Darwin Day Faces Uphill Battle in Congress

Bill read on 204th birthday of eminent naturalist emphasizes fact-based science education

Rep. Rush Holt (D-N.J.) presented House Resolution 41, a bill to proclaim February 12 “Darwin Day,” on the floor of the House of Representatives today. The declaration is meant to draw attention to the need for sane science policy in society and in Congress—the latter a place where reason and facts are increasingly endangered.

The bill, co-created by Holt and the American Humanist Association, a progressive secular group, “recogniz[es] the importance of science in the betterment of humanity.” The text of the resolution confirms the monumental impact of Charles Darwin’s research into evolutionary biology, published as On The Origin of Species in 1859, which forms the foundation of modern life science, medicine and genetics.

The resolution also explicitly condemns two factors impeding scientific progress in American society. “The advancement of science must be protected from those unconcerned with the adverse impacts of global warming and climate change,” and “the teaching of creationism in some public school compromises the scientific and academic integrity of the United States education system,” the bill states.

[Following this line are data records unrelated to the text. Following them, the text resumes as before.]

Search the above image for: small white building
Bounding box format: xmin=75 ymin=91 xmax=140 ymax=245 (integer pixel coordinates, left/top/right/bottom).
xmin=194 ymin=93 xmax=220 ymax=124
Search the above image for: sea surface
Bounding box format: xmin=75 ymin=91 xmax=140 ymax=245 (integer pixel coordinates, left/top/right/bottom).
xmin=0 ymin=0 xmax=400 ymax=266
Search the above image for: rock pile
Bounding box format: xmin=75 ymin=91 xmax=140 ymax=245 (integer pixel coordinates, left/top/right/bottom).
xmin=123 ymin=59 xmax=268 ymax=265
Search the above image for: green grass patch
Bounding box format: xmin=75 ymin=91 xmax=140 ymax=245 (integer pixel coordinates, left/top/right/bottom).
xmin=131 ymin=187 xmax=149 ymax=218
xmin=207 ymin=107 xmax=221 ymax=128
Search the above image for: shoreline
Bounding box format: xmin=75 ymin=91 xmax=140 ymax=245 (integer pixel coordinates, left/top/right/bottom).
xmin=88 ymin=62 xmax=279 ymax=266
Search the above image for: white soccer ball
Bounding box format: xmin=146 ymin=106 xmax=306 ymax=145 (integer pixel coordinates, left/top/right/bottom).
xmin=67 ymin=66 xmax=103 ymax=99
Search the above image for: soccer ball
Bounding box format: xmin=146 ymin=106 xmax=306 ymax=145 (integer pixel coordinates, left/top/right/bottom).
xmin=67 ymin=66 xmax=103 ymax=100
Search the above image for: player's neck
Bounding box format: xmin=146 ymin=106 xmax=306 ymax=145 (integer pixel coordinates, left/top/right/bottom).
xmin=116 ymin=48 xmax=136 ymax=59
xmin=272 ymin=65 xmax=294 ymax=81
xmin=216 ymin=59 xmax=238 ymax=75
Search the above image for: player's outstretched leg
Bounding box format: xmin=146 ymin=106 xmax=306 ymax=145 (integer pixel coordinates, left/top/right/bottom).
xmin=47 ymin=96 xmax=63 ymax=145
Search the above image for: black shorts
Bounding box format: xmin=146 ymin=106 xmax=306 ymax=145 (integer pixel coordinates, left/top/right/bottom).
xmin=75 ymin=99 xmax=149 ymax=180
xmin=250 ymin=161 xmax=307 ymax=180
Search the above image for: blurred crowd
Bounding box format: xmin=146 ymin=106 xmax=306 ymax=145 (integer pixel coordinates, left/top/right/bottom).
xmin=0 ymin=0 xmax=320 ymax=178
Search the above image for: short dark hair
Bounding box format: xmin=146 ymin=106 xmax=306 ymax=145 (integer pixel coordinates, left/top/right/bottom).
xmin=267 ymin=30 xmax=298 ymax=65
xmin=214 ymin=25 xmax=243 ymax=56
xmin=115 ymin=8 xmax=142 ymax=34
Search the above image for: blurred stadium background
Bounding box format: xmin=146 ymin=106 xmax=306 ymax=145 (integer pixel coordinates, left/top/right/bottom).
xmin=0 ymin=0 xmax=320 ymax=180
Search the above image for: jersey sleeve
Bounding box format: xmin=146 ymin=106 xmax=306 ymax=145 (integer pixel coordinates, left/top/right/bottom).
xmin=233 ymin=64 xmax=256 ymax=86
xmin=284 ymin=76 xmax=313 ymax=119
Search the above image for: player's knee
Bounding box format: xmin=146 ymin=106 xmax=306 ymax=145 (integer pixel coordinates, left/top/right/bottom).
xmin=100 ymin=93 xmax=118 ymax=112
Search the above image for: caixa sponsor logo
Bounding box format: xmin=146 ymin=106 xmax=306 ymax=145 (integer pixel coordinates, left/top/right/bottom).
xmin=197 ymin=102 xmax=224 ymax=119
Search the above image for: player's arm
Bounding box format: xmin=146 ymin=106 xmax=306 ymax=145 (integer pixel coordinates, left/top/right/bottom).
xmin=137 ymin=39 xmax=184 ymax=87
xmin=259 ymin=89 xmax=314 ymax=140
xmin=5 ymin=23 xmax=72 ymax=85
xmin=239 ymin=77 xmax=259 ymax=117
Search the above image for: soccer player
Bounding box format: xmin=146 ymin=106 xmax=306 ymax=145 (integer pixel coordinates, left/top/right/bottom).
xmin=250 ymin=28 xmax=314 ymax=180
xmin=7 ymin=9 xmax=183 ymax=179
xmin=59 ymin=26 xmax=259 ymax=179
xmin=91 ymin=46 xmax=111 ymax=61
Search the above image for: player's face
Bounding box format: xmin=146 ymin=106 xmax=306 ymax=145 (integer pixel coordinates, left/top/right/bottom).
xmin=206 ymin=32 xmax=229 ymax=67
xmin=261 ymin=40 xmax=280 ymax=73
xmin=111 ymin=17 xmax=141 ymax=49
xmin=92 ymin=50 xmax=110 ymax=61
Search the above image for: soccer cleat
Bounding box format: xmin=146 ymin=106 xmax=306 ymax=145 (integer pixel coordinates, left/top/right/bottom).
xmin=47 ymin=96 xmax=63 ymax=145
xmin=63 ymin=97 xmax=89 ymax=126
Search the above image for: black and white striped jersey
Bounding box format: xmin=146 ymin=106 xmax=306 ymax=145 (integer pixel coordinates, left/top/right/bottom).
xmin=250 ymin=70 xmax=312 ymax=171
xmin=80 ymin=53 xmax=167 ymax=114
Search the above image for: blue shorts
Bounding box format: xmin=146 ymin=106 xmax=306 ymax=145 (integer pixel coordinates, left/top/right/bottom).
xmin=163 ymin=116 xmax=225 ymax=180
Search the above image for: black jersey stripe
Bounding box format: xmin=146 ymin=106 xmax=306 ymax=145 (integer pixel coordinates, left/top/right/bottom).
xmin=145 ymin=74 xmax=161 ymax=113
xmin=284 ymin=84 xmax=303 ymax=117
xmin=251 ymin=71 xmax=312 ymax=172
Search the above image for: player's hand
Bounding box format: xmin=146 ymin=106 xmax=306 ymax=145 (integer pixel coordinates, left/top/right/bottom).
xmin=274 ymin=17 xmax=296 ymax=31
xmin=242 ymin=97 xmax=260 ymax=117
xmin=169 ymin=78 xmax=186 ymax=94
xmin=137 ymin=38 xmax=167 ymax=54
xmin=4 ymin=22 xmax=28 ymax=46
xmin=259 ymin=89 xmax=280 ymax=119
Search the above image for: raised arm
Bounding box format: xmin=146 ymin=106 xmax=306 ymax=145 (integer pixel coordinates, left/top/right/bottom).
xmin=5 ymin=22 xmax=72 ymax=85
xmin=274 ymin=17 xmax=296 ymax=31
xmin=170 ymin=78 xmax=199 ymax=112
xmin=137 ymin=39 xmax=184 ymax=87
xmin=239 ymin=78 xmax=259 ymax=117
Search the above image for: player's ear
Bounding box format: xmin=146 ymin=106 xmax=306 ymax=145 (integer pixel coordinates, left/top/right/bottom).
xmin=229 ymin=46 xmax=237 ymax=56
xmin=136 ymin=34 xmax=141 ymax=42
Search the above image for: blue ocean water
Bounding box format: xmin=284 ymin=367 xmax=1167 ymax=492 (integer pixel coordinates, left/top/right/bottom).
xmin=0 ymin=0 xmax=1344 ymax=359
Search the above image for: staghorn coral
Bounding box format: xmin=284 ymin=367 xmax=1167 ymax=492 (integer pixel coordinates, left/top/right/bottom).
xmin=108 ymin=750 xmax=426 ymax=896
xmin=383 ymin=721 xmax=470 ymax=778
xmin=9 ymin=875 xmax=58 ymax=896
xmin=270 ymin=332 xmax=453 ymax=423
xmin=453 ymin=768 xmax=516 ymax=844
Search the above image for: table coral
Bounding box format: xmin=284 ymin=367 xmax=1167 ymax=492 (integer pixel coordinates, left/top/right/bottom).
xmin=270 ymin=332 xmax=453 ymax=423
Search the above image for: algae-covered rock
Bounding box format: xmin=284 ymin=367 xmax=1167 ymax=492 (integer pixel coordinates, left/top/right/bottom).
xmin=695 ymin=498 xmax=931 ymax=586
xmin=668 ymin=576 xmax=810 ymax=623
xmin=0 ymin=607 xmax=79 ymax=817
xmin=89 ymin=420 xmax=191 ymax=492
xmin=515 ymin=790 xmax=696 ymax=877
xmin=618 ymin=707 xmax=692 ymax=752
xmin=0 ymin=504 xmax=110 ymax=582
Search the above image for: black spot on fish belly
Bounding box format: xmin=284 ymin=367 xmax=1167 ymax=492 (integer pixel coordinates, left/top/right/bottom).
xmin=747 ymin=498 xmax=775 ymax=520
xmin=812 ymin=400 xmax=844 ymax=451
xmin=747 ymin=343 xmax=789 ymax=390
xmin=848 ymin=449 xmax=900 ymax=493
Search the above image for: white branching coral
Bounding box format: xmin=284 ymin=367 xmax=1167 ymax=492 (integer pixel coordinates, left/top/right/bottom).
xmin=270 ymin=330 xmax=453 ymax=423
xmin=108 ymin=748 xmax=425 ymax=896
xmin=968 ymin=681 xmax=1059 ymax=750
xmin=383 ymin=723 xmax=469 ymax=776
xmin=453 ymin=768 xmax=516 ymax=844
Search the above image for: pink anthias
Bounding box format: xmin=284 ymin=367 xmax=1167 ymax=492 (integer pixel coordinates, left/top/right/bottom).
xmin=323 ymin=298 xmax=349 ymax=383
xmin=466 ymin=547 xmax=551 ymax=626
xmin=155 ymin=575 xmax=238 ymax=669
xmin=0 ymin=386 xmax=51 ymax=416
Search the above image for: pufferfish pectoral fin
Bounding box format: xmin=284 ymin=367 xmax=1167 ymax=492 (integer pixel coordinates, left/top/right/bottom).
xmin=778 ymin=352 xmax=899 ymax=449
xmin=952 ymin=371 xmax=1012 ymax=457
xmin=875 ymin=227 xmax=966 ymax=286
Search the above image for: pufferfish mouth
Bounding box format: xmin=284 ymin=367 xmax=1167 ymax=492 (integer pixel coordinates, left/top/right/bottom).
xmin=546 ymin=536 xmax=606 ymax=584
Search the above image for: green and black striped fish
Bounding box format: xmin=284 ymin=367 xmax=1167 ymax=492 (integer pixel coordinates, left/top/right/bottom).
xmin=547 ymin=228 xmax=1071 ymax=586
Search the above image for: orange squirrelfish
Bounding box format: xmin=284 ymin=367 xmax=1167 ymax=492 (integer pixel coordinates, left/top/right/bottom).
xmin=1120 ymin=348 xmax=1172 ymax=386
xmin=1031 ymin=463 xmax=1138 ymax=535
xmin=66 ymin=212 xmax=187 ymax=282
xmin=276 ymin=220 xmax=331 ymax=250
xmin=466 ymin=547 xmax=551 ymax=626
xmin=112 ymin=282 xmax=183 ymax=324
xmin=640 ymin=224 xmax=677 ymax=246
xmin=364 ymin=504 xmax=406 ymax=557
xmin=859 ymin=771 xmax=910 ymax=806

While the legislation has seven co-sponsors in addition to Holt, all Democrats, it has been referred to the House Science, Space and Technology Committee, where it is expected to die a slow death.

That’s because the 22 Republican members of the 39-member committee are not traditionally known for their progressive beliefs in the origins and ways of our planet.

Last August, during the 112th Congress, then-member Todd Akin revealed his ignorance of basic reproductive biology when he claimed women can’t get pregnant as a result of “legitimate rape.” Only seven out of the 33 members had any background in a scientific discipline, and most were in healthcare, not environmental, space or life sciences. The Chairman, Rep. Ralph Hall of Texas, was the eldest member of Congress at 89 years old and a former lawyer.

The committee makeup in the 113th Congress isn’t much different. The Chairman is another Texan and former lawyer, Rep. Lamar Smith, who has thus far focused on patent reform legislation in his Congressional service. Longtime member James Sensenbrenner (R-Wis.) blamed “solar flares” for global climate change in a 2009 interview. Rep. Frank Lucas (R-Okla.) strenuously opposed cap and trade legislation to reduce carbon emissions and slow global warming. In a 2012 Wall Street Journal op-ed, Rep. Dana Rohrabacher (R-Calif.) claimed there has been a “lack of global warming for well over 10 years now.”

Perhaps the most notorious member of the House Committee on Science, Space and Technology is Rep. Paul Broun, a former physician who is running for retiring Georgia Sen. Saxby Chambliss’ seat in next year’s election. Broun shocked mainstream America when a videotaped speech he delivered to a church group emerged on the Internet last September. “All that stuff I was taught about evolution, embryology, Big Bang theory, all that is lies straight from the pit of hell,” Broun said. “It’s lies to try to keep me and all the folks who are taught that from understanding that they need a savior. There’s a lot of scientific data that I found out as a scientist that actually show that this is really a young Earth. I believe that the Earth is about 9,000 years old. I believe that it was created in six days as we know them. That’s what the Bible says…And that’s the reason, as your congressman, I hold the Holy Bible as being the major directions to me of how I vote in Washington, D.C., and I’ll continue to do that.”

“Darwin Day” appears to have a snowball’s chance in the current Congress, but Brian Magee of the American Humanist Association said that the bill’s reading today was a step in the process of building a coalition of support. He anticipated that the bill will “fade away without action being taken” in committee, but “we have the chance to sign on more sponsors, which gives us more clout for when the bill is re-introduced next year.”

“There is no valid excuse for failing to recognize the person behind one of the top scientific discoveries of all time,” said Roy Speckhardt, the association’s executive director, in a statement.